César Romero
En un par de ocasiones pude intercambiar palabras con él. La primera a finales de junio de 2011. Estábamos un centenar de personas en el Castillo de Chapultepec, momentos antes de una especie de diálogo público en el que el presidente de la República pidió perdón a decenas de defensores de derechos humanos que rechazaban su estrategia para luchar contra el crimen organizado.
La atención mediática era enorme. La tensión también. Antes de que llegara Calderón, mientras los activistas revisaban sus notas y los equipos de televisión hacían sus pruebas de sonido, de espaldas a todos ellos, Genaro García Luna no podía ocultar su nerviosismo. Su rostro estaba bañado en sudor y tenía un gesto francamente desencajado.
–No se agobie Ingeniero, todo pasa. Y una pequeña sugerencia: no se seque la cara frente a las cámaras. Les va a encantar.
Larguísimo, seguramente eterno para él, el evento –casi ritual–, terminó contundente mensaje político: García Luna seguiría siendo el protagonista gubernamental en materia de seguridad.
“Todos los que integramos el estado somos responsables y coincido en que debemos pedir perdón por no proteger la vida de las víctimas, pero no por haber actuado contra los criminales… si de algo me arrepiento en todo caso no es de haber enviado fuerzas federales a combatir criminales que nadie combatía por miedo o estaba comprado con ellos”, había dicho el mandatario.
Ni la presión mediática, ni las críticas de los profesionales de la “sociedad civil”, ni siquiera la intriga soterrada de sus pares dentro de la estructura de poder, consiguieron que “el ingeniero García Luna” cayera de la gracia presidencial. Oposición y críticos seguirían repudiando “la guerra de Calderón” y la “militarización del país”.
El Plan Mérida, la coalición de fuerzas económicas, políticas y militares que dentro y fuera del país que respaldaban el último intento por impedir que México se convirtiera en un “Narco-Estado” habían apostado por arroparlo. Hasta que la rueda del destino giró.
Acusado de narcotráfico en una corte de la Ciudad de Nueva York, García Luna será juzgado por 12 estadounidenses promedio, pero no solamente él estará sentando en el banquillo: también lo hará buena parte del sistema político y de justicia mexicano. Aunque su culpabilidad está ya fuera de toda duda para el santo tribunal de las mañaneras, su proceso legal es algo mucho más grande que el propio personaje:
Para empezar, afecta al propio gobierno actual y su determinación de entregar el control total de la “violencia legítima” al aparato militar.
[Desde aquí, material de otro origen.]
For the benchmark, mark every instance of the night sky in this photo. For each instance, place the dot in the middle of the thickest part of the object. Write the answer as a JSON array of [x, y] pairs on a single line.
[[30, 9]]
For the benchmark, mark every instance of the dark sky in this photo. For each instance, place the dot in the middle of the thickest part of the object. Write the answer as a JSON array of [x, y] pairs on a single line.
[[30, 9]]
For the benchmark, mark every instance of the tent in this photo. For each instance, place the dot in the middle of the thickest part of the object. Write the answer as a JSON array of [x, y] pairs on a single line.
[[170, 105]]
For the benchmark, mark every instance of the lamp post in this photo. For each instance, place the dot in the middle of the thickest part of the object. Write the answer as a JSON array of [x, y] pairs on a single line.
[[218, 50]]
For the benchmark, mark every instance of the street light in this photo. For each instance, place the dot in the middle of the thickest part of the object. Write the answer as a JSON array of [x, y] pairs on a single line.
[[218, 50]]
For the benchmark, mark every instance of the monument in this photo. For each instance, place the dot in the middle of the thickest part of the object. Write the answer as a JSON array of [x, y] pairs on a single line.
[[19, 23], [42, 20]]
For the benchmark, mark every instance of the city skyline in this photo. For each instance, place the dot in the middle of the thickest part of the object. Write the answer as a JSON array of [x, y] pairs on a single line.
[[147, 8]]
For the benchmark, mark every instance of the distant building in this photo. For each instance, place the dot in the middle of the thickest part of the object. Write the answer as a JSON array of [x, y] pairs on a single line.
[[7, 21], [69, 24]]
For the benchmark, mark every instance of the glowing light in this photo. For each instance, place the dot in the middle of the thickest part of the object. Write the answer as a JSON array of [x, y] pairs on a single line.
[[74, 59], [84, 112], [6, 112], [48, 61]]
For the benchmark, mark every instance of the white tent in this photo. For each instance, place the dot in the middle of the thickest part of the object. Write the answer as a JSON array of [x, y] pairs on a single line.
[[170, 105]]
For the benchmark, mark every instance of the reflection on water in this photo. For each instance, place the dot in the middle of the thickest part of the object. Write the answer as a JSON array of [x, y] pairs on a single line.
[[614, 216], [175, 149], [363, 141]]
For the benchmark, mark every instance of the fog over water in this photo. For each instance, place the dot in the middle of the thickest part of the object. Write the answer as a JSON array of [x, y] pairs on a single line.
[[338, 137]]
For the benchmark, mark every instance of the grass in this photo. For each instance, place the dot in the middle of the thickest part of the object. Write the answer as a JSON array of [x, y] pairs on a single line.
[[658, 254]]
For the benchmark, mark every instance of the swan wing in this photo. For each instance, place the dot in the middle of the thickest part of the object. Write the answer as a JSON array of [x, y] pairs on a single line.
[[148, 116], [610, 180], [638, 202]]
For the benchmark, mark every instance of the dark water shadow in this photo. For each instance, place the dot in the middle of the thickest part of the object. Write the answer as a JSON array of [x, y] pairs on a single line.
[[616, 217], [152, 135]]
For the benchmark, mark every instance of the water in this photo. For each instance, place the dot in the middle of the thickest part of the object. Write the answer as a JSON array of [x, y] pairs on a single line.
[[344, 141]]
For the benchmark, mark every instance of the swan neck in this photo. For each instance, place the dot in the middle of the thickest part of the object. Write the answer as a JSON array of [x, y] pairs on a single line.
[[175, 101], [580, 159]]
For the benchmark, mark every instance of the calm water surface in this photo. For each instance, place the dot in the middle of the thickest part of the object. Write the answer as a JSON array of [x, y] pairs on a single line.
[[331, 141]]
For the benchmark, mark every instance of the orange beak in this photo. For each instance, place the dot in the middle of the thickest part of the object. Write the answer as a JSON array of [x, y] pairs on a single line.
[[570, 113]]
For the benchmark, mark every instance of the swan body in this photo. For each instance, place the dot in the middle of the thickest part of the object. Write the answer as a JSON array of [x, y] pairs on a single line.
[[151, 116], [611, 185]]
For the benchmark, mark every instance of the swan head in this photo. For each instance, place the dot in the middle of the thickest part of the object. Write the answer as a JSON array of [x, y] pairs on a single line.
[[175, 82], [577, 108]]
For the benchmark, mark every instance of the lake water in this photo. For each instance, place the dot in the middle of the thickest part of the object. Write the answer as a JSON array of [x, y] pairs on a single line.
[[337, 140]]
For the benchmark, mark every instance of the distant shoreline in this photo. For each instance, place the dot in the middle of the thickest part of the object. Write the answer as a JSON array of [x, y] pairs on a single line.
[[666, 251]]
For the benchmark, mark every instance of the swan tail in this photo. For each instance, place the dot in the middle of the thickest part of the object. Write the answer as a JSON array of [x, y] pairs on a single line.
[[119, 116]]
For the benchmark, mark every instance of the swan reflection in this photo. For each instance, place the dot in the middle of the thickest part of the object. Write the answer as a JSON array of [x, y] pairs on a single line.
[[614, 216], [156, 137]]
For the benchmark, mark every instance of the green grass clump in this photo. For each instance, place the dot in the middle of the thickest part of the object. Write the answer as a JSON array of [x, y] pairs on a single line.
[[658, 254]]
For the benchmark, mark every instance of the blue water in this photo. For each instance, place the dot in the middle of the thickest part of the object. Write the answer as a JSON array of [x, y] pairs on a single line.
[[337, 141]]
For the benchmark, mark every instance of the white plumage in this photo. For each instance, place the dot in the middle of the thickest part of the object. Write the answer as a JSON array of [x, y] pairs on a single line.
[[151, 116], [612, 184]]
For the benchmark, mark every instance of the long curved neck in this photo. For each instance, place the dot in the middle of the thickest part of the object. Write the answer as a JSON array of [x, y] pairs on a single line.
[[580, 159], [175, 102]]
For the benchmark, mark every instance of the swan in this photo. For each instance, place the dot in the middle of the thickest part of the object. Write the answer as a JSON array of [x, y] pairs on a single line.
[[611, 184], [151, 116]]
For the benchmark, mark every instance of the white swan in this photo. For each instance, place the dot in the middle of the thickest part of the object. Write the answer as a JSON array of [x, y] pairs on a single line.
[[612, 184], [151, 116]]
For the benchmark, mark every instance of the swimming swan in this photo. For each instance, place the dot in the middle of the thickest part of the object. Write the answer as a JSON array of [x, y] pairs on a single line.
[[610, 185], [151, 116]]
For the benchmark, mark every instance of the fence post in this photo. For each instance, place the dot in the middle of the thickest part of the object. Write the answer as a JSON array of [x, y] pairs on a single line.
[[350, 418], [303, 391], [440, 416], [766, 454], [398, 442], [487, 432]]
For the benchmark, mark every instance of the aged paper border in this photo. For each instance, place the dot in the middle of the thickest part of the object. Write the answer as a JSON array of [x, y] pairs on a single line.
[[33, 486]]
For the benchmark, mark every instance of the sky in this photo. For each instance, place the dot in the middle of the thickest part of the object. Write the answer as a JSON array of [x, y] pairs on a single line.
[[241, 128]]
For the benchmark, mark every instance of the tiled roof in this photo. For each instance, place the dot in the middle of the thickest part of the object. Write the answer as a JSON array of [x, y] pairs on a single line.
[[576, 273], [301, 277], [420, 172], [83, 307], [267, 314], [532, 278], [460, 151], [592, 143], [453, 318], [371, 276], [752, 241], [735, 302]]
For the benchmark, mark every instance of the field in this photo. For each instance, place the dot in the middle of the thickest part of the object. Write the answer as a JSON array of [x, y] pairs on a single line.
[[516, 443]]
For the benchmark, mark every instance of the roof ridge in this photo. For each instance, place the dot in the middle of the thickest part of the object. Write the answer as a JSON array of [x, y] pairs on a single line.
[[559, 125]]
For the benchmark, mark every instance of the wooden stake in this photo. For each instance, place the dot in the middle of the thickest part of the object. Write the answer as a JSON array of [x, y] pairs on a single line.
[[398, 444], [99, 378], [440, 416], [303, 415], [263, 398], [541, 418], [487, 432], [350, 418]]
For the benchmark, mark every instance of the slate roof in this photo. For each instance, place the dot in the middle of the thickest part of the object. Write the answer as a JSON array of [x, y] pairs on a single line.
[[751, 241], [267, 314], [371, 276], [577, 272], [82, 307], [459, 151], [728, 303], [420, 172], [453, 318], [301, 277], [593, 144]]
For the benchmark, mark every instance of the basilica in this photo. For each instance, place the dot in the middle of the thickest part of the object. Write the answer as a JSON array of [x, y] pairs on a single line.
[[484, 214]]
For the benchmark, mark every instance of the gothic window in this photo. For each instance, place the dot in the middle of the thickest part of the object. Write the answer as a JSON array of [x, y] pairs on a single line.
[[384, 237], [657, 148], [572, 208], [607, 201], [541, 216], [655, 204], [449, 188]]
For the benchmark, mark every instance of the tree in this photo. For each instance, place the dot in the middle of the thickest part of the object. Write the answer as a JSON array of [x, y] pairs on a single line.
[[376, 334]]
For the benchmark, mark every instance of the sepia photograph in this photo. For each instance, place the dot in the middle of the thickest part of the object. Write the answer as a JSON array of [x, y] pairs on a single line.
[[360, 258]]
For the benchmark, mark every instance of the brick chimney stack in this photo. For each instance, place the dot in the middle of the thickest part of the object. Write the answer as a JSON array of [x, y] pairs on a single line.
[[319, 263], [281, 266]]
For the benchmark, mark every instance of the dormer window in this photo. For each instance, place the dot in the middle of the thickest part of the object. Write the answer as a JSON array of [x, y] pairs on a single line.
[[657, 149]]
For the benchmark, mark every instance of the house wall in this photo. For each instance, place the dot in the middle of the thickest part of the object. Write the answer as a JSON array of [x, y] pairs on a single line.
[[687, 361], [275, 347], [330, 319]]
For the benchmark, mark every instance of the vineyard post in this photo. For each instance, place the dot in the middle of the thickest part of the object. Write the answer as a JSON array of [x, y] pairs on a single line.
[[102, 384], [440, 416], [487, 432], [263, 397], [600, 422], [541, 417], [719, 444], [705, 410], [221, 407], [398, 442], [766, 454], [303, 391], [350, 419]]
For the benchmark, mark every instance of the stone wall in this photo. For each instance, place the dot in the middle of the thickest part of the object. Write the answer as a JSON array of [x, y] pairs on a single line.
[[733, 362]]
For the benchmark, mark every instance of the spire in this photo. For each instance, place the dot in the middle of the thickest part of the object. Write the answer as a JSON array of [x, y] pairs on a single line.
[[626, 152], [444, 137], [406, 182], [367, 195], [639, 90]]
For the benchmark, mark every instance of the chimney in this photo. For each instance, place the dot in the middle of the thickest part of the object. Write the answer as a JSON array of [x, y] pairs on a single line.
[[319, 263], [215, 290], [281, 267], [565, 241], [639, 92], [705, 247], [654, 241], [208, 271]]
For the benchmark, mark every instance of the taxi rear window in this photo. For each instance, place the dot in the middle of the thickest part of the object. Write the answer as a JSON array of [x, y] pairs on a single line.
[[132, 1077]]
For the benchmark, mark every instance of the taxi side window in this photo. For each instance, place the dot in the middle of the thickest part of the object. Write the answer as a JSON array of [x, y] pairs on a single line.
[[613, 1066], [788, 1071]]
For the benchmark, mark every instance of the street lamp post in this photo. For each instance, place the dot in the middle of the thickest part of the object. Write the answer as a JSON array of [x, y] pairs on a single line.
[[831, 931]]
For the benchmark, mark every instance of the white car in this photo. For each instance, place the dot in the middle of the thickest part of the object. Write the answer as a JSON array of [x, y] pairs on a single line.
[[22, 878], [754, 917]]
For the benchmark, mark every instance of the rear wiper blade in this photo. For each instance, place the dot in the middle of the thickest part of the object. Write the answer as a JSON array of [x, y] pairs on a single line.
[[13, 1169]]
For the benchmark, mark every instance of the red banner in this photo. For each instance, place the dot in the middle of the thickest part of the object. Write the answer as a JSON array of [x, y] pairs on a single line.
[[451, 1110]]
Incluso, a Lázaro Cárdenas Batel, principal consejero del presidente López Obrador, quien, como gobernador de Michoacán fue el primer político en recurrir a los servicios profesionales del ingeniero y de su jefe, su paisano Calderón.
Pero, sobre todo, el proceso legal contra García Luna pone en evidencia la brutal lucha por el poder al interior de los grupos de interés que, dentro de Estados Unidos, mueven los hilos de la CIA, la DEA, el Pentágono y todas las demás agencias.
Algo aprendí –espero– de La experiencia de haber atestiguado, como reportero, diversos procesos penales en diversas cortes estadounidenses. Entre ellos, en Houston (TX), el juicio de Juan García Abrego –presunto operador del “cártel de Los Pinos”—; en Newark (NJ), el proceso contra Mario Ruiz Massieu –miembro de la élite política mexicana, o en Los Angeles (CA), el escándalo Casa Blanca, o Citibank, en Washington, DC que revelaban la podredumbre del sistema financiero de Estados Unidos.
Primero, que se trata un espectáculo. Tanto el diseño del sistema judicial americano, su función educadora a partir de la jurisprudencia, como la liturgia de su cultura legal, convierten el proceso en una especie de Reality show encaminado a demostrarle a su gente el supuesto alcance del largo brazo de La Justicia.
Segundo, que tras bambalinas el proceso judicial sigue al píe de la letra un guion predeterminado que, como en cualquier buena obra teatral, requiere talento histriónico, cuidadosas coreografías y múltiples ensayos.
Fuera de reflectores se trata de una especie de mercados en el que las condenas y los castigos se compran y se venden. Las evidencias aparecen y desaparecen según el desarrollo de las guerras subterráneas entre quienes mueven los hilos del poder. En este caso, el del ingeniero García Luna, el verdadero misterio está en descubrir a quién, por decirlo así, le “cagan el muerto” (la obligada complicidad con el acusado). ¿A la CIA, a la DEA, al FBI o a la burocracia del Departamento de Justicia?
Y tercera: lo verdaderamente trascendente sobre la relación entre la política y el crimen organizado –“la nota” pues—suele permanecer en las sombras. Quizás escondida en alguna de las miles y miles de fojas que conforman los expedientes de la defensa o de la fiscalía.